We must have a supranational economy and a supranational strategy, because the dangers today are not nations but problems, such as Islamic fundamentalism. I think that economically we should have a free trade zone that will comprise the Jordanians, the Palestinians and us. I imagine that we shall cooperate together against terror.
Q: So when you say functionalism, you mean more in terms of economics, and cooperation, but politically we're still talking partition?
A: It is a combination of the two.
Q: It seems that Israel has better relations with the Palestinians and the Jordanians than they have with each other. Doesn't this worry you? Doesn't this mean instead of your triangle, Israel will have to choose between them when it comes time to decide on the permanent status of the territories?

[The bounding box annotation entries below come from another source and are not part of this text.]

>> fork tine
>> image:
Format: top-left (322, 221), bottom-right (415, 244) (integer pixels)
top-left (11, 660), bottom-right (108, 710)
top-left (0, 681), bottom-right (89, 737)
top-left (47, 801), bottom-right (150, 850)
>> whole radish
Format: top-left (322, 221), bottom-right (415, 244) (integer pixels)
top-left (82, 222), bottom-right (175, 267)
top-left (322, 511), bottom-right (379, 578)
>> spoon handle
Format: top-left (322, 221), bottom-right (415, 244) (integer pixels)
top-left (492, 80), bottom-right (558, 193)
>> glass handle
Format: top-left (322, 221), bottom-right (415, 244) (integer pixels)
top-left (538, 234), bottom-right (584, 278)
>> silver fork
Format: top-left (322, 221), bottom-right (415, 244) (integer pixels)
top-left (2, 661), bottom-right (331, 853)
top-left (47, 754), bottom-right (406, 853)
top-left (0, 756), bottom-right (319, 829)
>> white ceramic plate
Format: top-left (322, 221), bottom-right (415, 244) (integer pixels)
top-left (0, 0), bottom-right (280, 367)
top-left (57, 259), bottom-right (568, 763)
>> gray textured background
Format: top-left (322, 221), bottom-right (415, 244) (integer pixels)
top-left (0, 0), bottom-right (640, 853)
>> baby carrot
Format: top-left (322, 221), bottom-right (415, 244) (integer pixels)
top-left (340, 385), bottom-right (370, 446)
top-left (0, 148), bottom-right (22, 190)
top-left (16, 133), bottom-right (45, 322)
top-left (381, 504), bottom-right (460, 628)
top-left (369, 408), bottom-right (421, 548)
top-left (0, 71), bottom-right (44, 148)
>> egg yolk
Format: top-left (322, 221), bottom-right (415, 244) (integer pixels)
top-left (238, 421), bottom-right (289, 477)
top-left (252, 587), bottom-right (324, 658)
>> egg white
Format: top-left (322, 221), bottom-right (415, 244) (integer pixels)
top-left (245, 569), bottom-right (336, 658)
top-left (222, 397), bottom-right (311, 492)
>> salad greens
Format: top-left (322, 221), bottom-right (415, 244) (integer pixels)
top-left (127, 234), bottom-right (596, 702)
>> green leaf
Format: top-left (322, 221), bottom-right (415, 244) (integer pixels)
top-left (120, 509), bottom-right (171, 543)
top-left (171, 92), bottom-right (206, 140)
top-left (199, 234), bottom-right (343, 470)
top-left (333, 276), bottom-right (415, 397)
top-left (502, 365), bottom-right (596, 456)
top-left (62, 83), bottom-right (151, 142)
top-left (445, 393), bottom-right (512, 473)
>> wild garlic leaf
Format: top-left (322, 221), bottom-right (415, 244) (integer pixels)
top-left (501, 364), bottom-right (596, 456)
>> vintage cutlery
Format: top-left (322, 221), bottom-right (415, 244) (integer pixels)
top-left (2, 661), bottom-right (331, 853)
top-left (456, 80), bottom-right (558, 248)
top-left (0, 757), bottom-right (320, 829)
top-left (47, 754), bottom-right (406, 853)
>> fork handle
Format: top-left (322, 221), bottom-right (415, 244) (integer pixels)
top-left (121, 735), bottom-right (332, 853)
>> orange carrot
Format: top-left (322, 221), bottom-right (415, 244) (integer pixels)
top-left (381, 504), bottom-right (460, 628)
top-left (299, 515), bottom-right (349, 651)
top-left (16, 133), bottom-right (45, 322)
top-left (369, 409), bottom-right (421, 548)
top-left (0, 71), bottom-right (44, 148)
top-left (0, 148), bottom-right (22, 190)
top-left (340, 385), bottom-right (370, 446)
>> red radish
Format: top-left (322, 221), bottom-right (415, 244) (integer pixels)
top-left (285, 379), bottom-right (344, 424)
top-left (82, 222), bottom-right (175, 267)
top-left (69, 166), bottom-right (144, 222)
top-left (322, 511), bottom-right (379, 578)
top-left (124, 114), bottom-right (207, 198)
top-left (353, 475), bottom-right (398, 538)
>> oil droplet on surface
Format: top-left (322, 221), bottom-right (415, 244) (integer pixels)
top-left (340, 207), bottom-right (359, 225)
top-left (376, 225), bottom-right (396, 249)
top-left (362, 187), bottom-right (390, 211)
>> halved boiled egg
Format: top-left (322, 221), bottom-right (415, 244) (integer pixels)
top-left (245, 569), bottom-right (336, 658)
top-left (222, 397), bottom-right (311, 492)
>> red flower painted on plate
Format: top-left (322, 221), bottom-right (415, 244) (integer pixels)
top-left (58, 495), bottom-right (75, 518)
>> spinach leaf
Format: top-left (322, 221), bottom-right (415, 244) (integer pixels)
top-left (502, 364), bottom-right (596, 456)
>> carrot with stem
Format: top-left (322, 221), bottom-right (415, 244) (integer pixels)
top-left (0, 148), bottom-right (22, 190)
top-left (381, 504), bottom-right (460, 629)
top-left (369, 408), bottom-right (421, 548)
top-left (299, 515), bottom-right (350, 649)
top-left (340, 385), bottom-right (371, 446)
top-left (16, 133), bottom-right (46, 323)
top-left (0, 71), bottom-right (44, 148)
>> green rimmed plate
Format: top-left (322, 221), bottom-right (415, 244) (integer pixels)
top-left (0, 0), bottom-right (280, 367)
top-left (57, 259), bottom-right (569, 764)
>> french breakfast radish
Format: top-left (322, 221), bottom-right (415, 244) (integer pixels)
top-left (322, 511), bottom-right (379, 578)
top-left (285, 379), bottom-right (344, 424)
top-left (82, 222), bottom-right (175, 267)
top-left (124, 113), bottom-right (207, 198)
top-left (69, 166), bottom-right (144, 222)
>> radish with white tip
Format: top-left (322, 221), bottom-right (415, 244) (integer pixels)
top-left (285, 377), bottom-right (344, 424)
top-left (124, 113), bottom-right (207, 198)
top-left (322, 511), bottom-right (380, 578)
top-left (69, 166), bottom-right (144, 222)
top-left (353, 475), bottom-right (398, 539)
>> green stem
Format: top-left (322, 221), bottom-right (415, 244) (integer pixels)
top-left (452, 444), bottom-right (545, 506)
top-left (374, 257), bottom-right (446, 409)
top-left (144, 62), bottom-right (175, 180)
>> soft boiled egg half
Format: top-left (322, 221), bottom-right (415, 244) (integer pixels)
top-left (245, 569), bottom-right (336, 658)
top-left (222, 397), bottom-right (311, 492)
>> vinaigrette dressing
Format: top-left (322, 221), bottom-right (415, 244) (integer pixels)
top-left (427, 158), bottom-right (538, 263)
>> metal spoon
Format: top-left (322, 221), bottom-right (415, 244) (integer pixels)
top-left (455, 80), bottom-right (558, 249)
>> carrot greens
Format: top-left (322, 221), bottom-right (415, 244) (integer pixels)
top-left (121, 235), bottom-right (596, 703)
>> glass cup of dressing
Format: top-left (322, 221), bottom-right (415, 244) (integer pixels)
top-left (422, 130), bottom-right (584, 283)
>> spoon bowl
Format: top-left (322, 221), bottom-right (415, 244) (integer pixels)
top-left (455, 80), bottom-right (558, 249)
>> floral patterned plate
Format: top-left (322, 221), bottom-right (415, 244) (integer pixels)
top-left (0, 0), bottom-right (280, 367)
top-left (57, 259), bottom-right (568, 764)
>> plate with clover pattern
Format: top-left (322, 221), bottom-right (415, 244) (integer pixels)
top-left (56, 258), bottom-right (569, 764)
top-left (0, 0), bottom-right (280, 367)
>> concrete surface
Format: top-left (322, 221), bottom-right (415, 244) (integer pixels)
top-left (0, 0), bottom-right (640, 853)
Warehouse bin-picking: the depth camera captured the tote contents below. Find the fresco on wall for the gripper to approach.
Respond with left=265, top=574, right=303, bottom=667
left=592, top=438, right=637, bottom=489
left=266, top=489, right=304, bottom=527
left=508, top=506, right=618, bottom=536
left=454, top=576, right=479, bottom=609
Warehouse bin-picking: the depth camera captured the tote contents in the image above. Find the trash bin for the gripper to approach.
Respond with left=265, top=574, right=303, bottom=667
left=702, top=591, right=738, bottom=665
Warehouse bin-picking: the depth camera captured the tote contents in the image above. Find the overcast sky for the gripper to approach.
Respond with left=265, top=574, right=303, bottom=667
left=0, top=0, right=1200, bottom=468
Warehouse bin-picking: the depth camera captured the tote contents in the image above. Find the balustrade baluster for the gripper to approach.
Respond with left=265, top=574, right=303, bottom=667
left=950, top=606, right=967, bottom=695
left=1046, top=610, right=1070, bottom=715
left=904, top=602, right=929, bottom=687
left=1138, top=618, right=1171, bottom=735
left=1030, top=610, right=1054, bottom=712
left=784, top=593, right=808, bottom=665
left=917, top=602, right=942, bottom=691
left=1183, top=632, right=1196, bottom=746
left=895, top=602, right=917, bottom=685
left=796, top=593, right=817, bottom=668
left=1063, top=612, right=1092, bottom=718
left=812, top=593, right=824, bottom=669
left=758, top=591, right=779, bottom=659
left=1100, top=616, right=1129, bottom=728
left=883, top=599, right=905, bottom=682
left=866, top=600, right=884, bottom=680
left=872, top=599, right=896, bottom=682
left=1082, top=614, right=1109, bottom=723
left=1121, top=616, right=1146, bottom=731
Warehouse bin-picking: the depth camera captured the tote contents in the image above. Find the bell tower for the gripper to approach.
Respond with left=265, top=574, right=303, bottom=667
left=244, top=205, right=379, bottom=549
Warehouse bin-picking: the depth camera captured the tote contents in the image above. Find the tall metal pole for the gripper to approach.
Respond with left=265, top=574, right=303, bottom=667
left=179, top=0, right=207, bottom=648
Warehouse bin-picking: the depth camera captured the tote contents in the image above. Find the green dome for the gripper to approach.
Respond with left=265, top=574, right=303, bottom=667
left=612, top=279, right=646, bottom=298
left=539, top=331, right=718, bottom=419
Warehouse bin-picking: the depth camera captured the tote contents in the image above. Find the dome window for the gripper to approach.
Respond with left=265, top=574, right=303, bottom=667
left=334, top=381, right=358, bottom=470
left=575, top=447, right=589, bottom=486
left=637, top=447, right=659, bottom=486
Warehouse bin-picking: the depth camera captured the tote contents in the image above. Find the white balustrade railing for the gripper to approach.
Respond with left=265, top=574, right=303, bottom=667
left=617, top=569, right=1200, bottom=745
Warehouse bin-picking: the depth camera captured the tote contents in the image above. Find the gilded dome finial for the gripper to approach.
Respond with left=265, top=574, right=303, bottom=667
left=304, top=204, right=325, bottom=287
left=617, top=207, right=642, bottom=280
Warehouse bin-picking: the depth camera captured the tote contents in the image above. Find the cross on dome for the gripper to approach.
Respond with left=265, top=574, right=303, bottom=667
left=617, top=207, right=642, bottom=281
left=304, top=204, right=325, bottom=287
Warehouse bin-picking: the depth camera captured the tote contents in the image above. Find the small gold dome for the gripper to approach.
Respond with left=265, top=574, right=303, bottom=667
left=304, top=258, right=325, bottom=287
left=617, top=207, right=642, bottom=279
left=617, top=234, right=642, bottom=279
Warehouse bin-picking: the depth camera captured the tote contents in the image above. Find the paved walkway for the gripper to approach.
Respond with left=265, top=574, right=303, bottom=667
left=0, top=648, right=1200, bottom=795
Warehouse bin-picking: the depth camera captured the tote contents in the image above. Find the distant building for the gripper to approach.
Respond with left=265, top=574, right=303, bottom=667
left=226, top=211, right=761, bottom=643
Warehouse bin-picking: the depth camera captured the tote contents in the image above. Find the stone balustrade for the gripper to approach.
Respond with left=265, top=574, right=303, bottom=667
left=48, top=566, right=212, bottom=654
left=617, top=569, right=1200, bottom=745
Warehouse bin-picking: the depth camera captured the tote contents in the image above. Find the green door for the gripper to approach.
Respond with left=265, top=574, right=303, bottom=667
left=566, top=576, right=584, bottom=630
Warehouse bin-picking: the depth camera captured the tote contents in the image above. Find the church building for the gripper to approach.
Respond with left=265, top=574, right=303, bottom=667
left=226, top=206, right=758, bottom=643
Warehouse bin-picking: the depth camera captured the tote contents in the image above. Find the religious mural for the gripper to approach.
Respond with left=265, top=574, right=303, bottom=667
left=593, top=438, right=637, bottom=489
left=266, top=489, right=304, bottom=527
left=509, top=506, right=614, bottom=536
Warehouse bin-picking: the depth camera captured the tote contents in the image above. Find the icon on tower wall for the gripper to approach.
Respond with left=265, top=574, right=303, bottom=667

A: We want to see the Jordanians and Palestinians cooperating and growing together at least economically.
Q: I don't think Hussein has met Arafat since the Oslo agreement.
A: He doesn't have to and we have to employ patience and not give up.
MIDDLE EAST ECONOMICS
Q: Money does not seem to be pouring in for your Jordan Rift Valley project. A: This money is basically for the feasibility studies. In the meantime we are working on (obtaining] the rest of the money.
Q: What about the multilaterals on regional cooperation? The Israeli public was sold on the idea of European and Japanese assistance for major infrastructure projects. It has been three years. It's a big disappointment.
A: We are now building institutions. For example, a regional bank is the legitimate child of Casablanca. Or for the first time, we met in Budapest with five Mediterranean countries and European countries in a CSCE-type [Conference for Security and Cooperation in Europe] meeting.
Q: How concerned are you about the confrontation with the Egyptians over the issue of renewal of the Nuclear Non-Proliferation Treaty (NPT)?
A: The Egyptians say they won't want to sign unless Israel signs.
We don't make any conditions. Let the Egyptians decide if they are signing or not. We have decided it for ourselves. We won't sign because until now Israel was never attached to any geographic part. We are floating in the air. And because we say that if Iran and Iraq signed the NPT, we are worried (about the treaty's validity). And thirdly, some people would like us to clarify where we stand. [But] if a fog is part of a deterrent, let's keep the fog.